Face à des stress majeurs, certaines personnes perdent momentanément le contact avec la réalité. Une prise en charge médicale rapide est utile pour éviter la chronicisation des troubles.

«Je me mentirais si je ne disais pas que je suis un génie.» «J’ai l’impression d’être trop occupé à écrire l’Histoire pour avoir le temps de la lire.» Kanye West est connu pour ses frasques et ses répliques mégalomanes. Lors de son dernier concert, le 19 novembre, ses diatribes contre Beyoncé, Jay Z et ses élucubrations politiques n’ont toutefois pas manqué d’interpeller ses fans. La star, qui visiblement n’était pas dans son état normal, a interrompu son show précipitamment. Deux jours plus tard, le chanteur a été hospitalisé pour une crise psychotique. Il s’agit d’«un état de rupture dans la manière qu’a l’individu d’interagir et de percevoir la réalité», explique le Dr Logos Curtis, responsable de l’unité de psychiatrie du jeune adulte aux Hôpitaux universitaire de Genève (HUG).

«Durant une phase aiguë, on observe une désorganisation de la pensée et du comportement de la personne», complète le professeur Philippe Conus, chef du département de psychiatrie du Centre hospitalier universitaire vaudois (CHUV).
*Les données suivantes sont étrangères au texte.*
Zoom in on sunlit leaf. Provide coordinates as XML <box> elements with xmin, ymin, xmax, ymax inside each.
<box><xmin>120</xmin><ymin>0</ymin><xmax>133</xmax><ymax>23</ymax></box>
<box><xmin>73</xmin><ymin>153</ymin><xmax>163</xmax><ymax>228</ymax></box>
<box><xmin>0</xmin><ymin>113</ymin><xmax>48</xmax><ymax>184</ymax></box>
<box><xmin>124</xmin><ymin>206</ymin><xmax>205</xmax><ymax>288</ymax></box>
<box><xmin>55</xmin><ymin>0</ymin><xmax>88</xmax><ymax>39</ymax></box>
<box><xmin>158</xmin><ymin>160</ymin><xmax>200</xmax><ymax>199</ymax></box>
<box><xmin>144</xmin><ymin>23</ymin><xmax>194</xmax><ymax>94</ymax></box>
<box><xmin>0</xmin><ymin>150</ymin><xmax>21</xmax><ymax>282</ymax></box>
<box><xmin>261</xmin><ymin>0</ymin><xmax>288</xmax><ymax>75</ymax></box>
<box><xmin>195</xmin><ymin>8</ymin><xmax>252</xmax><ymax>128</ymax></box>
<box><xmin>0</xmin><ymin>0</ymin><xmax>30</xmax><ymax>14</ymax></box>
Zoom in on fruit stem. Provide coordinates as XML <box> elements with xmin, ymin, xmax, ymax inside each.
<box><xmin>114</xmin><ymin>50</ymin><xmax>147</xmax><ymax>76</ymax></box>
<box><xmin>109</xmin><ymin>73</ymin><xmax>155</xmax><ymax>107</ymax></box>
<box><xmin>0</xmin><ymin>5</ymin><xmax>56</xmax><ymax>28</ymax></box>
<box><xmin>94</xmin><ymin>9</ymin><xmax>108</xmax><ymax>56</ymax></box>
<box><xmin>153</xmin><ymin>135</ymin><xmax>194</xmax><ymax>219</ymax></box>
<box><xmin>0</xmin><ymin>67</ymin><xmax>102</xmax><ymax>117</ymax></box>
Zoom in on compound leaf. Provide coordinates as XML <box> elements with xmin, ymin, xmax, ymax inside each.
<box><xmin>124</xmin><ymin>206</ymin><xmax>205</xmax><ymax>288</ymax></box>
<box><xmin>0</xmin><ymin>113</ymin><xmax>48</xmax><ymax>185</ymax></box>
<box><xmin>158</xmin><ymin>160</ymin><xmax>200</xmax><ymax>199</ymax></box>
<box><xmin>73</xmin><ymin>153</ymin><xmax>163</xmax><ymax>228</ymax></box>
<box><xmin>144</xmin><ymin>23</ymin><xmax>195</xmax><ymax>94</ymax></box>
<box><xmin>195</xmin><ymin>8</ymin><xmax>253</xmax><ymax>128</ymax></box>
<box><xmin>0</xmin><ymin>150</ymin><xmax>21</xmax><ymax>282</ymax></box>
Mais aussi des troubles de la perception qui peuvent prendre la forme d’hallucinations auditive, visuelle, olfactive, gustative ou somatique. «Certains patients entendent des voix, se sentent porteurs d’un message ou d’une mission importante. Trahis par une perturbation de leurs sens, ils peuvent avoir l’impression de toucher ou d’être touchés alors qu’il n’y a aucun contact», illustre Philippe Conus.

Les idées délirantes peuvent prendre la forme de théories explicatives irrationnelles et illogiques par rapport aux normes auxquelles on s’attend. Elles ont parfois un caractère mystique. «Ces convictions inébranlables induisent des changements importants chez la personne», décrit le Dr Curtis. Excessives, elles peuvent encore s’exprimer par de la mégalomanie (surestimation de ses capacités) ou de la persécution, un sentiment dont semblait d’ailleurs habité le rappeur américain, quand il a évoqué Jay Z: «Je sais que tu connais des tueurs mais ne les envoie pas à mes trousses. Appelle-moi et parle-moi comme un vrai mec», aurait-il déclaré devant son public.Surcharge et stress majeurs

Drogue et santé mentale
La consommation de drogue n’est pas sans risque pour la santé mentale si on en croit de nombreuses études. Dans la population générale, le cannabis semble diminuer les fonctions cognitives et la motivation. «La consommation de cannabis avant 14 ans, dans la phase de remaniement architectural du cerveau qui survient à l’adolescence, augmente le risque de développer plus tard une psychose, comme la schizophrénie», prévient le professeur Conus. Les chiffres varient selon les études, mais jusqu’à 70% des patients psychotiques en consommeraient régulièrement. Or, «chez ces patients, la consommation de cannabis aggrave l’évolution et augmente le risque de rechute», déplore le spécialiste.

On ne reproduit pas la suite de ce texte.